Furthermore, we calculated the RS of each patient in the training cohort according to the model equation. The ROC curve of the prediction model was then generated and shown to have an AUC of 0.764 (95% CI 0.729–0.798), which is comparable to that of the MSKCC nomogram9. Thus, the predictive power of the model is acceptable. Finally, the ROC curve analysis confirmed the cut-off value of the RS to be 1.87239924305. The sensitivity, specificity and total accuracy were 74.1%, 69.6% and 71.3%, respectively. More than 30% of the patients in the study would avoid unnecessary ALND with the prediction model. Therefore, we believe that ALND may be safely ignored when the RS of a patient, as calculated by the model equation, is less than the cut-off value of 1.87239924305. We divided the patients in the training cohort into a low-RS group and a high-RS group according to the cut-off value. Significantly more patients had positive NSLNs in the high-RS group than in the low-RS group, further confirming the predictive power of our model.

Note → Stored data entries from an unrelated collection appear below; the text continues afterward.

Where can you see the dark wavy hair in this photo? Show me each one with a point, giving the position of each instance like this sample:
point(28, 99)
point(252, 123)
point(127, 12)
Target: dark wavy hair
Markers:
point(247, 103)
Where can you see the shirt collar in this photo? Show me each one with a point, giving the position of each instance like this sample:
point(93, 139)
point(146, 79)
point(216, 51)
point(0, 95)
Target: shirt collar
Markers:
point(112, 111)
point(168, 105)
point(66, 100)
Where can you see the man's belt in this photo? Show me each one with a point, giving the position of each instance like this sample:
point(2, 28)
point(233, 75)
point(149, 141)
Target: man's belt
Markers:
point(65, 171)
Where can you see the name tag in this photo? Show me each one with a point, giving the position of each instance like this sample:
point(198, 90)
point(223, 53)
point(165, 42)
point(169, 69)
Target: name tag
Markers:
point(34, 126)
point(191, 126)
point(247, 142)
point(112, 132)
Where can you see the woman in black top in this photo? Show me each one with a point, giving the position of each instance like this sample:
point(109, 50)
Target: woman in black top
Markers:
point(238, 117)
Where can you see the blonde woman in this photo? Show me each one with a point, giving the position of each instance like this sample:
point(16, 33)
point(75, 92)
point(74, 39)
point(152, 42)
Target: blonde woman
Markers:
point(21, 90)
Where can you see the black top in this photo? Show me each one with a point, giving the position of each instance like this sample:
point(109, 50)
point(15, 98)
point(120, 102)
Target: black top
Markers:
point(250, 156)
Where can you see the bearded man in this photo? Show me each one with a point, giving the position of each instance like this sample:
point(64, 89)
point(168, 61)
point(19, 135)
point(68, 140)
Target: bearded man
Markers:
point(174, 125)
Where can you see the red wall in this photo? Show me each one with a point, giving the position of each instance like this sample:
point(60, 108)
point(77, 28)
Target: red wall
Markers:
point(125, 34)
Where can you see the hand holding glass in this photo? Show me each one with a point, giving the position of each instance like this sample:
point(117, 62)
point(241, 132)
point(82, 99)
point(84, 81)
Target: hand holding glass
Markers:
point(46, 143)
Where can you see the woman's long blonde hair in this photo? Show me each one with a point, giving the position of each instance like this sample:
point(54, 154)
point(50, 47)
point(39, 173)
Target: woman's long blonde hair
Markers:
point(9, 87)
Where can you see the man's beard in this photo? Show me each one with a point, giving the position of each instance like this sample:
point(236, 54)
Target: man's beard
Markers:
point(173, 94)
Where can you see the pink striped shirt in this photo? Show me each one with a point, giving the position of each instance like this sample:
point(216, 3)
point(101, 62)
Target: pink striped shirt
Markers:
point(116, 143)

To evaluate the clinical applicability of the prediction model, a subsequent independent cohort of 131 patients was used for validation. The model still showed impressive performance, with an AUC of 0.777 (95% CI 0.692–0.862). Tus, the present prediction model can be considered an intraoperative clinical tool for clinicians to predict the risk of NSLN metastasis in Chinese breast cancer patients with 1–2 positive SLNs and make decisions regarding ALND.

To the best of our knowledge, this study is the first to use the LASSO algorithm to develop a prediction model based on an Eastern population. As more than 13 factors were included in our model, this model offers a more personalized assessment for breast cancer patients. However, there are a few limitations in our study. First, this was a retrospective study, and a prospective clinical trial is greatly needed. Second, this study was a single-centre study. Our prediction model should be validated with population data from other centres.

Conclusion

In conclusion, we developed a new intraoperative mathematical prediction model with 13 predictors based on the LASSO algorithm to evaluate the risk of NSLN metastasis in Chinese breast cancer patients with 1–2 positive SLNs. The model performed well in both the training cohort and validation cohort and has good clinical applicability.